Elles ont connu l'exil, le déracinement, les camps de transit. Elles, ce sont les femmes de harkis , ces Français musulmans, supplétifs de l’armée française pendant la guerre d'Algérie.
En 1962, après la signature des accords d'Évian ouvrant la voie à l'indépendance, nombre de ces Algériens ayant servi la France, pas toujours par choix, ni par engagement, sont arrêtés, enlevés voire assassinés par le Front de libération nationale (FLN).
Seule une poignée d'entre eux, environ 20 000, sera rapatriée en France en 1962. Ils seront au total 41 000 en 1965. Parquées dans des camps de transit du sud de la France, ces familles algériennes se retrouvent dans un dénuement parfois total.
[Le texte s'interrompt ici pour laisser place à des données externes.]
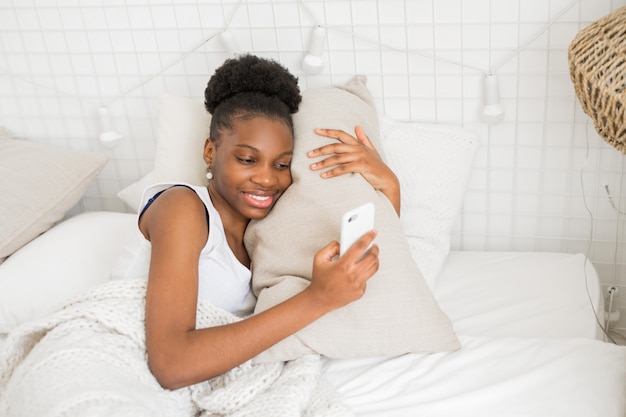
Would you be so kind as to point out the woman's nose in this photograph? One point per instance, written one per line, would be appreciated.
(264, 176)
Si les hommes sont employés le plus souvent comme ouvriers par l'Office national des forêts (ONF), les femmes, elles, sont reléguées au foyer. Invisibles ou presque. À quelques exceptions près.
Une vingtaine d'entre elles sont recrutées, notamment dans le camp de Rivesaltes, pour créer un atelier de tapis qui sera installé à Lodève, près de Montpellier.
Au fil des années, leur savoir-faire s'est allié aux techniques de tissage nées au XVIe siècle, sous Henri IV, pour créer des tapis qui ornent aujourd’hui les plus beaux palais de la République. Ces tisseuses algériennes sont devenues des licières d’exception.